There is a general belief that a large proportion of chip designing happens in India, but in reality, the entire value-chain is dependent upon specifications given from headquarters in the US, he says. “You can get Indian talent to do some additional design based on specs [specifications] from the headquarters abroad, but it is very difficult if you want them to design a chip from scratch and then do marketing and sales to OEMs in Japan, Europe or US,” the consultant elaborates.

Even under the design-linked incentives, the Centre went from offering 30% fiscal support in 2021 to 50% in 2022.

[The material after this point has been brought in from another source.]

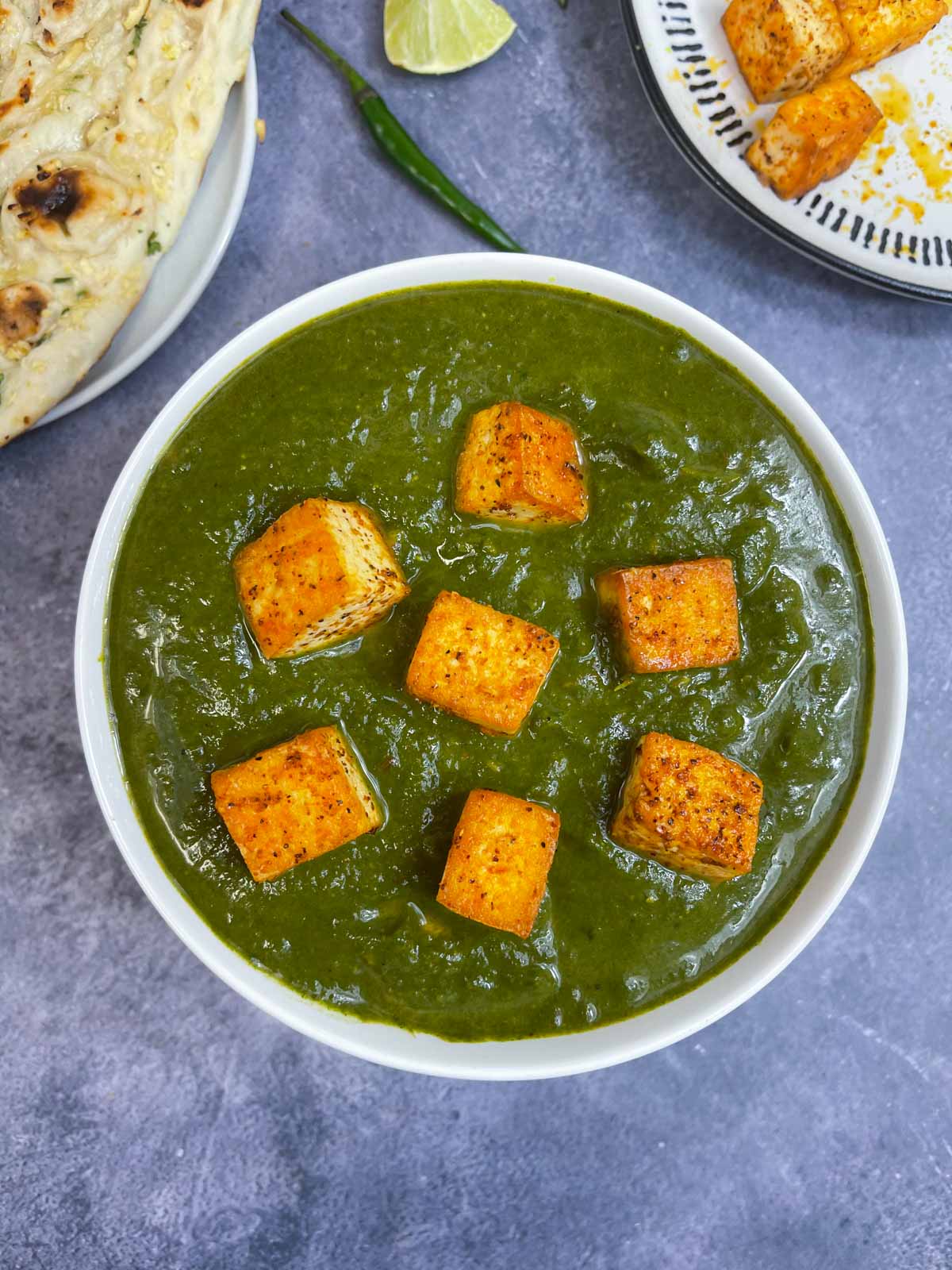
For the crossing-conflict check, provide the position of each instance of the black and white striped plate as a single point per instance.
(888, 220)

With different schemes for semiconductor fabrication facilities, chip design, compound semiconductors, chip assembly, testing, marking and packaging facilities or outsourced semiconductor assembly and testing facilities, India has made it clear that it wants all the segments of the chip supply chain in the country.

Getting it Right

After having almost tripled its electronic exports from $5.8 billion to $16 billion between 2015 and 2022, India is now targeting $120 billion electronics exports by 2026.

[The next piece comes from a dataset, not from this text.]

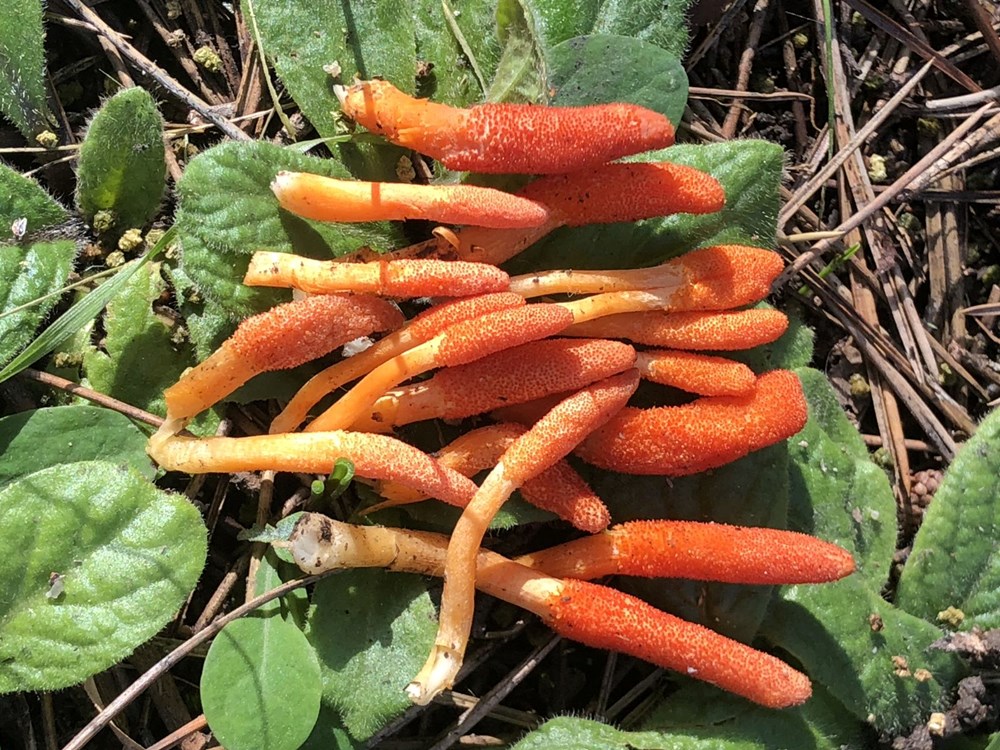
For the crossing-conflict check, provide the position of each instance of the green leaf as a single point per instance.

Those at the helm believe that such a drastic rise in manufacturing and exports will signal the success of its aatmanirbharta campaign. However, the government is already facing criticism from several quarters that the rise in electronics exports is largely due to increased assembly plants, which offer low value addition when viewed against the entire electronics value chain. Similar criticism can now be expected against the assembly and testing plant that Micron plans to establish in Gujarat.

To silence this criticism once and for all, India will have to successfully establish a semiconductor ecosystem as soon as possible. Will India once again miss out on the opportunity to turn itself into a globally important manufacturing hub? Or will the Modi government break the jinx and catapult India as a Vishwa Guru? The answer will depend on the realisation of India’s semiconductor dreams.